Her powerful conciliatory gestures, particularly laying a wreath at the garden of remembrance for those killed in the cause of independence, made Sinn Fein's boycott of that royal visit look churlish.

However, the difficulty in taking the next step to shaking the Queen's hand should not be underestimated, as was clear from the minor trouble in West Belfast on Tuesday night. Mr McGuinness is to be congratulated not just for that final taboo-breaking gesture but for the courageous steps he has taken on the long road to peace since he first engaged in secret talks with the British Government in the 1980s.

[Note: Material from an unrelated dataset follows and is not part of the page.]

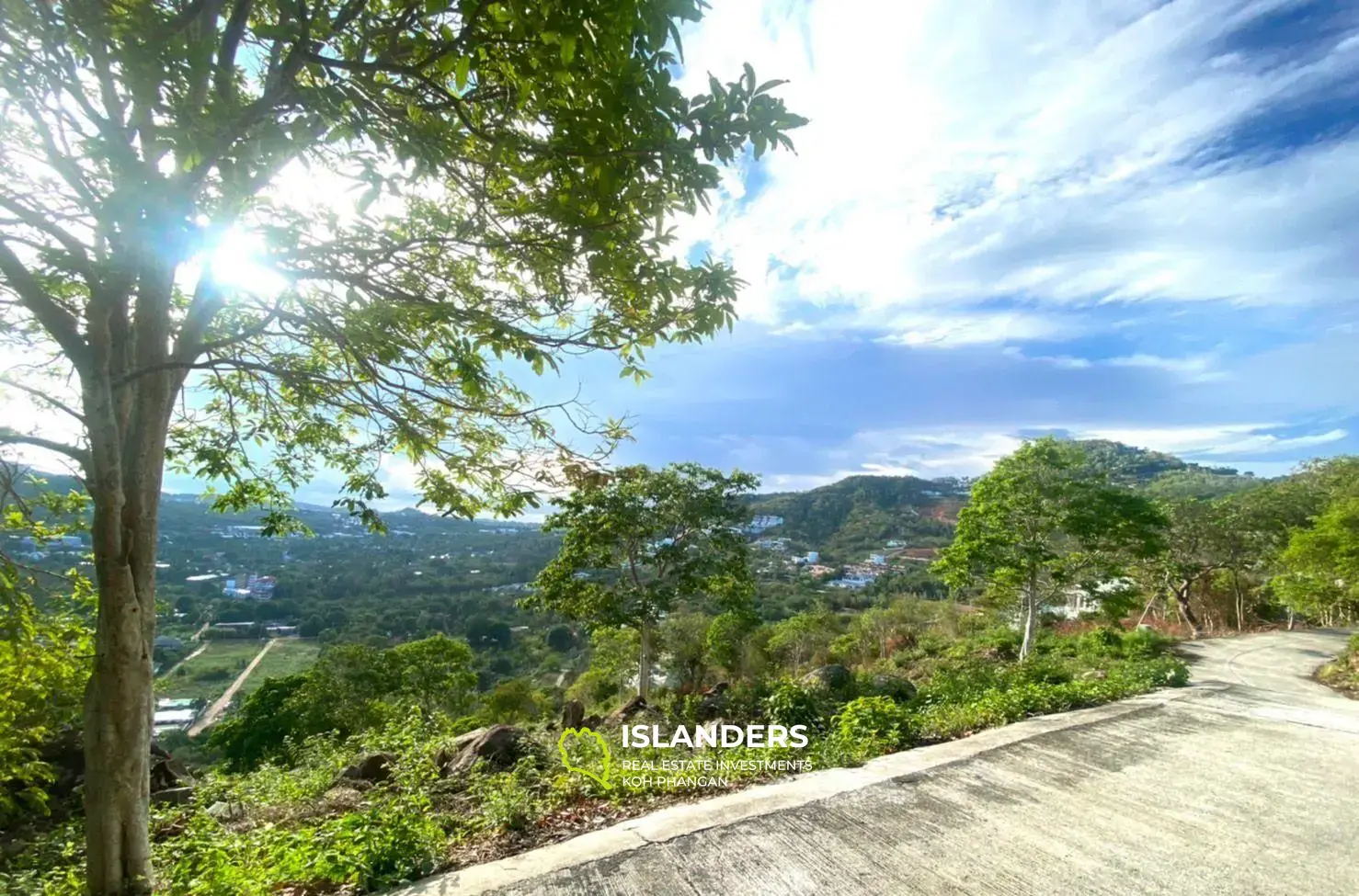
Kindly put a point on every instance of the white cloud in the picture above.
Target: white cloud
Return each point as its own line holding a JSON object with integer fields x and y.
{"x": 960, "y": 151}
{"x": 971, "y": 451}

The Queen, too, must be given credit for maintaining links with Northern Ireland through the difficulties. The contrast with the Silver Jubilee visit in 1977, when 32,000 troops were on duty to protect the royal couple in Belfast, is a measure of how much progress has been made. Amid a Diamond Jubilee tour of limited substantive import, her visit to a Northern Ireland divesting itself of the shackles of the past is much the more significant.

That the historic handshake took place at an art exhibition organised by the charity Co-operation Ireland, which works to bring communities together, was itself telling. Sinn Fein was unhappy at the prospect of the meeting during the jubilee garden party at Stormont and the charity stepped into the diplomatic breach; a reminder that such events resonate with the people when they occur in their midst. The overwhelming wish of the people of Northern Ireland is to live and work together in peace and that is due to the commitment of ordinary people to bridge the divide through projects like Co-operation Ireland. For their sakes the peace process must continue on the path of reconciliation, however difficult. When a former IRA commander can bid the Queen God speed, old enmities are cast aside and there is renewed hope.